With the aid of his toy shovel, his little red pail, and several assorted shells, he had constructed out of sand a walled city. Houses, streets, squares, market place, covered ways, curtain, keep, tower, turret, crenelated battlement, all were there. A driftwood drawbridge bridged the moat, guarded by lead soldiers in Boznovian uniform.
And lead soldiers were everywhere in the miniature city; the keep bristled with their bayonets; squads of them marched through street and square; they sat at dinner in the market place; their cannon winked and blinked in the westering sun on every battlement.
And after a little while she discovered two lead figures which were not military; a civilian wearing a bowler hat; a feminine figure wearing a crown and ermines. The one stood on the edge of the moat outside the drawbridge: the other, in crown and ermines, was apparently observing him of the bowler hat from the top of a soldier-infested tower.
It was plain enough to her now. This amazing young man was working out in concrete detail some incident of an unwritten novel. And the[84] magnificent realism of it fascinated the Lady Alene. Genius only possesses such a capacity for detail.
"The magnificent realism of it fascinated the Lady Alene."
Without even arousing young Smith from his absorbed preoccupation, she seated herself on the unincumbered camp-chair, laid her book on her knees, rested both elbows on it, propped her chin on both clasped hands, and watched the proceedings.
The lead figure in the bowler hat seemed to be in a bad way. Several dozen Boznovian soldiers were aiming an assortment of firearms at him; cavalry were coming at a gallop, too, not to mention a three-gun battery on a dead run.
The problem seemed to be how, in the face of such a situation, was the lead gentleman in the bowler hat to get away, much less penetrate the city?
Flight seemed hopeless, but presently Smith picked him up, marched him along the edge of the moat, and gave him a shove into it.
"He's swimming," said Smith, aloud to himself. "Bang! Bang! But they don't hit him.... Yes, they do; they graze his shoulder. It is the only wound possible to polite fiction. There is consequently a streak of red in the water. Bang—bang—bang! Crack—crack! The cavalry [85]empty their pistols. Boom! A field piece opens—— Where the devil is that battery——"
Smith reached over, drew horses, cannoniers, gun and caisson over the drawbridge, galloped them along the moat, halted, unlimbered, trained the guns on the bowler hatted swimmer, and remarked, "Boom!"

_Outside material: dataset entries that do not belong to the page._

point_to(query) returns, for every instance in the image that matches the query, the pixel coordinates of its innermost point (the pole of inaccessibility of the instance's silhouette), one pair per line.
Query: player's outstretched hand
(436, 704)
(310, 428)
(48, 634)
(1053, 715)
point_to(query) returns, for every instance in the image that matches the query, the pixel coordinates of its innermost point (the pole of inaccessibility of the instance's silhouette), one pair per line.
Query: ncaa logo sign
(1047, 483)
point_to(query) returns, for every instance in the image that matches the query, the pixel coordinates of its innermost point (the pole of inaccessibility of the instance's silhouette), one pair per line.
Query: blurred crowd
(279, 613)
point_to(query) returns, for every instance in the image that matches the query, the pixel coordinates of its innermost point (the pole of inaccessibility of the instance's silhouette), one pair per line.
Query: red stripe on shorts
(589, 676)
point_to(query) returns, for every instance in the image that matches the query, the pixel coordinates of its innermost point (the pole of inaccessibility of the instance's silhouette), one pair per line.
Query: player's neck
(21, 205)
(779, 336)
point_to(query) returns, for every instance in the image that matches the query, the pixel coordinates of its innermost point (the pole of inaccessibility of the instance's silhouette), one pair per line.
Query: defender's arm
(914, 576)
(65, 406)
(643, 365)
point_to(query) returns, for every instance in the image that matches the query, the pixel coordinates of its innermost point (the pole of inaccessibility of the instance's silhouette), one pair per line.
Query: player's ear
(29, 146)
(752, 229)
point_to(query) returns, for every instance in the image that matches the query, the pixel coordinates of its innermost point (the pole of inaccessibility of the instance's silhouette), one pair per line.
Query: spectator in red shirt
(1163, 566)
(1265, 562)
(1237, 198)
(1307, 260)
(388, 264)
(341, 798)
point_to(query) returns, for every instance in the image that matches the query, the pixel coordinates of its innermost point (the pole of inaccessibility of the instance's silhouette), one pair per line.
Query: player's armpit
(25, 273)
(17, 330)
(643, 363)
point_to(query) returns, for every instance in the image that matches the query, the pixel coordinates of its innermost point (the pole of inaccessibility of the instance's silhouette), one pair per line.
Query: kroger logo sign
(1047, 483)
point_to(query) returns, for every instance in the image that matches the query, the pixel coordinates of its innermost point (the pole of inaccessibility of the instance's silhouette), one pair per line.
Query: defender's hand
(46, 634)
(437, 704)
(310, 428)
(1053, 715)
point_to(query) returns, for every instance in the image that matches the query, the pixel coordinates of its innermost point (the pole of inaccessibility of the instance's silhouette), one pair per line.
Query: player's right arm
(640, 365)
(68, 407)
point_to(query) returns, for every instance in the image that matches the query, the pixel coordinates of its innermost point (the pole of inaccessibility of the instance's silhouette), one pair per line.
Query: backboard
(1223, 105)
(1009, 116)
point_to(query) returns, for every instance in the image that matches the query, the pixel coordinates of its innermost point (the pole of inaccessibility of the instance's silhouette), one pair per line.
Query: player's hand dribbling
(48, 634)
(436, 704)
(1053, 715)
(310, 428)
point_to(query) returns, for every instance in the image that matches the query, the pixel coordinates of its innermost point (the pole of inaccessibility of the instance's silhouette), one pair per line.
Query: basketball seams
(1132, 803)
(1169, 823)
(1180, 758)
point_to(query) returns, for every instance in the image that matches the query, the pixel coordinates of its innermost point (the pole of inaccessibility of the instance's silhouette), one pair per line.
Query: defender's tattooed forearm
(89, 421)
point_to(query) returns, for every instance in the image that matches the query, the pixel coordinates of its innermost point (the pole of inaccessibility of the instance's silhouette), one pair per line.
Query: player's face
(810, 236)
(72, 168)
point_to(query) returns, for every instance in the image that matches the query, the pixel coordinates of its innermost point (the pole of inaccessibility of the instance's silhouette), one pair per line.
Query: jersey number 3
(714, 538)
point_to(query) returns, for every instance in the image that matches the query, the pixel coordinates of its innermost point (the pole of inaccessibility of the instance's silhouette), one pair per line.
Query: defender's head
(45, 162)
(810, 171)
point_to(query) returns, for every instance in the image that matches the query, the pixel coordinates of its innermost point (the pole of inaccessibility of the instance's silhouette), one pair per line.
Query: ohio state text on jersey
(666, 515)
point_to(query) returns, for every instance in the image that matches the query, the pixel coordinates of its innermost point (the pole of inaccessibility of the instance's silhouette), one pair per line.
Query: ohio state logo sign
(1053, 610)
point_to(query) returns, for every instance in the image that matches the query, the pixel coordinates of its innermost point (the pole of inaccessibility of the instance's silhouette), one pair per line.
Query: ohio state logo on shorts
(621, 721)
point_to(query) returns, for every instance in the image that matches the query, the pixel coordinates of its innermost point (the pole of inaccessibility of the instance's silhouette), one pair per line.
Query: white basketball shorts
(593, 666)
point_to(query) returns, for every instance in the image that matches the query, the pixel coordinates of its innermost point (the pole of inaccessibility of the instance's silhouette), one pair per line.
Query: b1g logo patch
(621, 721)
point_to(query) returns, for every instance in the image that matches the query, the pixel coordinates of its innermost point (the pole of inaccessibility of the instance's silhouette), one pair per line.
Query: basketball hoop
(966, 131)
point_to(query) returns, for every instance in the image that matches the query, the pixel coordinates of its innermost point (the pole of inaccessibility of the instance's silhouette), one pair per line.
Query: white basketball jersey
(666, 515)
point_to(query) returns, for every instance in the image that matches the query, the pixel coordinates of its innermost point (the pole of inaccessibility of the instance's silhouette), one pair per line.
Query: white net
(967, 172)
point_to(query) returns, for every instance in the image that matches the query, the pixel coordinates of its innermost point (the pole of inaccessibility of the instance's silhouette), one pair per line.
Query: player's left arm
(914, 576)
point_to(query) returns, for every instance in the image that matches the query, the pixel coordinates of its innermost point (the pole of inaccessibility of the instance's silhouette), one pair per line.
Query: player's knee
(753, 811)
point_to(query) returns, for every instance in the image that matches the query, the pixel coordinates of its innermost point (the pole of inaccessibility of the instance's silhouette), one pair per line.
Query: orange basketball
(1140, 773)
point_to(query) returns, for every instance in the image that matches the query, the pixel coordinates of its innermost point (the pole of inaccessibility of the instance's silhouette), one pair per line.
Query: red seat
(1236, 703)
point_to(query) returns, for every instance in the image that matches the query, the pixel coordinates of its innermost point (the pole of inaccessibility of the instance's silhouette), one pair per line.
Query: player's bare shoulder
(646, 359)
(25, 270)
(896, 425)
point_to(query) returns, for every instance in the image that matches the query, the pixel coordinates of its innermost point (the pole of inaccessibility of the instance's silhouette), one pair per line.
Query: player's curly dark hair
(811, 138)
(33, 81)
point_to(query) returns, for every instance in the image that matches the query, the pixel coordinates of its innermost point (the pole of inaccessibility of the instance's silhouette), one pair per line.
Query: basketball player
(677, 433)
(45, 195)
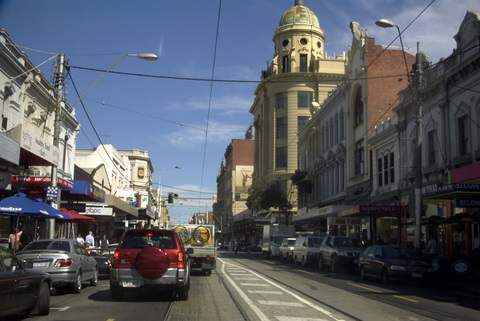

"The shell," he murmured with satisfaction, "missed him and blew up in the casemates. Did it kill anybody? No; that interferes with the action.... He dives, swims under water to an ancient drain." Smith stuck a peg where the supposed drain emptied into the moat.
"That drain," continued Smith thoughtfully, "connects with the royal residence.... Where's that Princess? Can she see him dive into it? Or does she merely suspect he is making for it? Or—or—doesn't she know anything about it?"
"She doesn't know anything about it!" exclaimed Lady Alene Innesly. The tint of excitement glowed in her cheeks. Her lilac-tinted eyes burned with a soft, blue fire.[86]